G8 makes no firm commitments on short-term emissions cuts



At the Italian town of L’Aquila, where G8 leaders have been meeting and holding discussions with their counterparts from elsewhere including the BRIC countries, there is agreement that action is needed to counter the global warming effect of polluting emissions generated by human activity. However, there is a deep divide between the developed and developing countries on how the responsibility is to be shared between them. The G8 call to countries just warming up on the development track, and with far lower per capita emissions than them, to undertake specific emissions cuts is deeply unfair. It would institute a discriminatory world order in which people from developing countries, which have less resources than developed countries, would be held to far tighter emission restrictions.
What’s even more galling is that while the G8 has verbally assured the rest of the world that member countries would reduce emissions by 80 per cent by the year 2050, this is being backed by neither immediate and short-term goals nor by a roadmap. The specifics of base year, too, are unclear. While developed countries de
mand that the developing ought to commit themselves first to cut down their emissions – despite India’s per capita emissions being 20 times less than that of the US – the developing countries expect the well-off nations to reduce their emissions by at least 40 per cent below 1990 levels in the short term.
As things stand there is a high emissions, high GDP
link just as there is a low emissions, low GDP connection. Target-setters cannot ignore this. They can ask developing nations to undertake binding emissions cuts only after this link has been broken.

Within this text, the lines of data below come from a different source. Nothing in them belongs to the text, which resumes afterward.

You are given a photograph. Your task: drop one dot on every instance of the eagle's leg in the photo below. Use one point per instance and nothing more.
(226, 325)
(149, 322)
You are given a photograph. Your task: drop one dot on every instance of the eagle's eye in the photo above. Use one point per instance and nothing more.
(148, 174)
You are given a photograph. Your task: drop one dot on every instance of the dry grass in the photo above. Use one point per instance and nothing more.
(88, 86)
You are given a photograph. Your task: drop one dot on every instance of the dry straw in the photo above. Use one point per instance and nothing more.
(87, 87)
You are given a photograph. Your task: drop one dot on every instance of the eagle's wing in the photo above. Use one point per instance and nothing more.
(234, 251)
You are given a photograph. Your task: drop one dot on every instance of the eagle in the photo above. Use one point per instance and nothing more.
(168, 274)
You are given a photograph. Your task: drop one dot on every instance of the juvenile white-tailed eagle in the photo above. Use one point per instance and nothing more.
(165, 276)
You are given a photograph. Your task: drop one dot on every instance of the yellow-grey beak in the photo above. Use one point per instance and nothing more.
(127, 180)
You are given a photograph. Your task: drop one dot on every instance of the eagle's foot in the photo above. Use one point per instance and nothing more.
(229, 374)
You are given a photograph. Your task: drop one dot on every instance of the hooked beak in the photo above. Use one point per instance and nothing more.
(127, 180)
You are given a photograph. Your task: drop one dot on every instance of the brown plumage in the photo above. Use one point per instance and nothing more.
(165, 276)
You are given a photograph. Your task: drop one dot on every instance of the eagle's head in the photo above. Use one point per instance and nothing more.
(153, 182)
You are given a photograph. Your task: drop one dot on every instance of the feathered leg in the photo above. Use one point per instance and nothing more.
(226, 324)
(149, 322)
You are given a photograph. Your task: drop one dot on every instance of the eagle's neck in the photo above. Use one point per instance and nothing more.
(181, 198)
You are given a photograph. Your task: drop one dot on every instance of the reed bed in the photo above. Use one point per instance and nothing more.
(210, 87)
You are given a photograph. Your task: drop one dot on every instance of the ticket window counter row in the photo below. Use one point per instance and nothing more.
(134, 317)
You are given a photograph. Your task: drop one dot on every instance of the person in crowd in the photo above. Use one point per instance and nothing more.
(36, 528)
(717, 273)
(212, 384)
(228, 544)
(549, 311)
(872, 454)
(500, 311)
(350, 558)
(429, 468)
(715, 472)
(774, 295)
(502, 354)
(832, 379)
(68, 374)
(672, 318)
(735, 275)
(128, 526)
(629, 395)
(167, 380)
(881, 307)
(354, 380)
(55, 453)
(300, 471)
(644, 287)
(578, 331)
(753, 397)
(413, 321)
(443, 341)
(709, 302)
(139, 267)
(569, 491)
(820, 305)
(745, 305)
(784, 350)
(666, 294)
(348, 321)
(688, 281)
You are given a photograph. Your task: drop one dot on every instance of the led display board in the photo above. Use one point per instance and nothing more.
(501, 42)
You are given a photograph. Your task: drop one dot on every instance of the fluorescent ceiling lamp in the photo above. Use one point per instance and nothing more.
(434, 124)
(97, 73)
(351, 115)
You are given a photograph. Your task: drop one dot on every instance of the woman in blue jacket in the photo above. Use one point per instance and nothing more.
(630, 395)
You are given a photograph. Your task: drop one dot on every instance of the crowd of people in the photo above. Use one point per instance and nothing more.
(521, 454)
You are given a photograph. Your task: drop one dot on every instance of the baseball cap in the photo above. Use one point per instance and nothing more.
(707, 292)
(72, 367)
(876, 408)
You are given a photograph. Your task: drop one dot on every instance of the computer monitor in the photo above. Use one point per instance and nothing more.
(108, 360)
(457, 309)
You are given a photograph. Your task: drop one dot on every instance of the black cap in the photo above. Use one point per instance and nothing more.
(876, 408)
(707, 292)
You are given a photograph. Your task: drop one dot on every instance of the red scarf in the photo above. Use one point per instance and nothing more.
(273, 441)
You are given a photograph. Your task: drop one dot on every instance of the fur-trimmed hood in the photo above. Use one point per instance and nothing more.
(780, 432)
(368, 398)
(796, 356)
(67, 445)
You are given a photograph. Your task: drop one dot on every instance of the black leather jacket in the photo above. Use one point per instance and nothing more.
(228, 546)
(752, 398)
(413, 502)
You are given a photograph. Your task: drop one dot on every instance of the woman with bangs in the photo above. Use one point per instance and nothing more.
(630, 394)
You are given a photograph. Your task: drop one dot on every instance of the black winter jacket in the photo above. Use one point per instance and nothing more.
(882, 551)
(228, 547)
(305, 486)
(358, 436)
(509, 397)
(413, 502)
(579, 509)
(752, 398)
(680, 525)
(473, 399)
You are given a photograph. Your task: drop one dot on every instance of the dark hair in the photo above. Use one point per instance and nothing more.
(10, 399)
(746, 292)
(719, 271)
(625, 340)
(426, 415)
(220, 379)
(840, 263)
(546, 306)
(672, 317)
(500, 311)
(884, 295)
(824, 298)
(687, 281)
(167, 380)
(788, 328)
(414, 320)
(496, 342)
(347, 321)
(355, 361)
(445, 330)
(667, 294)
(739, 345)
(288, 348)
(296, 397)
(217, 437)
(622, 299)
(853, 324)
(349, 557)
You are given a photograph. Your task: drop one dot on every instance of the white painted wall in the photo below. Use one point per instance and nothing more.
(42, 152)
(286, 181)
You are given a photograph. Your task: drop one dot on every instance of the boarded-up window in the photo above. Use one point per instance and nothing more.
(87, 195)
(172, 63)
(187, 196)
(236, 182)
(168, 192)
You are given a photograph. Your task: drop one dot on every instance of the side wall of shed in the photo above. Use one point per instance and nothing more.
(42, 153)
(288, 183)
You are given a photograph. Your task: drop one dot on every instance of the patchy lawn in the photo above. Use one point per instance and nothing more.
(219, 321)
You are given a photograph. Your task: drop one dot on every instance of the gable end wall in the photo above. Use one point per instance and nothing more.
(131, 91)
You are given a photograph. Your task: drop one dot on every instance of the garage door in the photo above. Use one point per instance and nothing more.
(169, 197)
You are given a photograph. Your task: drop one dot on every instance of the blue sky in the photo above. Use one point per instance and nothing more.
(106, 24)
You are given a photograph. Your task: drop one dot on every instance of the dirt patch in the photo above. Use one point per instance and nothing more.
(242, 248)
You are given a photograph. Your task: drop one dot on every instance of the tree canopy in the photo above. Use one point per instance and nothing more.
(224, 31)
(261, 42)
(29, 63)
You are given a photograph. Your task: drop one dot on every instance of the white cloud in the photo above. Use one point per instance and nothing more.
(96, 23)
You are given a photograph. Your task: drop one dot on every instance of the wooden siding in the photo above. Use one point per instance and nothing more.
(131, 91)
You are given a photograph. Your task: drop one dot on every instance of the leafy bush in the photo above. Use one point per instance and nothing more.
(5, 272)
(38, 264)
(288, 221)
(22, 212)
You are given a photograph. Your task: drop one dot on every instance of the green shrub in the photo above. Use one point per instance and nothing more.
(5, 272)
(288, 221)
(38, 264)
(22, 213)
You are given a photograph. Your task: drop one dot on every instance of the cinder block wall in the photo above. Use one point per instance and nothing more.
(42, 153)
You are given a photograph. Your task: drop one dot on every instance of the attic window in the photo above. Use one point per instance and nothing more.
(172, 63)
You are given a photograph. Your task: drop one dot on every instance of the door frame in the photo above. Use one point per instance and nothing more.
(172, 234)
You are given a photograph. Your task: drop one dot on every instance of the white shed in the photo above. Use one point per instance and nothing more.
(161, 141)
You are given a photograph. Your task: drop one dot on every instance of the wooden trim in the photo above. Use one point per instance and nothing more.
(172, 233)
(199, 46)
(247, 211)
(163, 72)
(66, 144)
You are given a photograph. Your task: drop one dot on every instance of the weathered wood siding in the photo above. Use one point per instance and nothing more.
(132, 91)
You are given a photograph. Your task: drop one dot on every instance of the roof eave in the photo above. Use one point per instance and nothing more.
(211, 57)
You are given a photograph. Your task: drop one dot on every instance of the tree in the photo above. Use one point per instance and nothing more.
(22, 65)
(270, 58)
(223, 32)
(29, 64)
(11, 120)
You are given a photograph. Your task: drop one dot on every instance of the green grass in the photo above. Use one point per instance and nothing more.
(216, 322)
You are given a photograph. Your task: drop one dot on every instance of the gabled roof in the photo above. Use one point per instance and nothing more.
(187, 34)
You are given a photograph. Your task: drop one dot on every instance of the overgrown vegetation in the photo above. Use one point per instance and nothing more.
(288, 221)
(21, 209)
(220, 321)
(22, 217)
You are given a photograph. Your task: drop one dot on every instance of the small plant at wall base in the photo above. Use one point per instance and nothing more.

The UN Framework Convention on Climate Change (UNFCCC) had formulated the principle of common but differentiated responsibility – that was included in the 1997 Kyoto Protocol – so countries could undertake emissions cuts according to their historical responsibility as well as economic growth status or GDP. It also recognised that since per capita emissions in developing counties are relatively low and they have to meet their social and developmental needs of poverty alleviation, food for all and healthcare, these countries would not be subject to mandatory emissions cutbacks till they got a hold on sustainable development.
There is a strong case against imposition of a discriminatory carbon tax as part of a cap and trade mechanism – that is proposed in President Barack Obama’s Climate Bill pending Senate approval – on developing countries. While it would have no significant effect on per capita emissions, the tax would reduce GDP and increase poverty. There’s a mega UNFCCC meeting due at Copenhagen in December, where a new roadmap to a low-carbon destination is supposed to be finalised. That the US is on board is a good sign, but that is no reason to gloss over the details.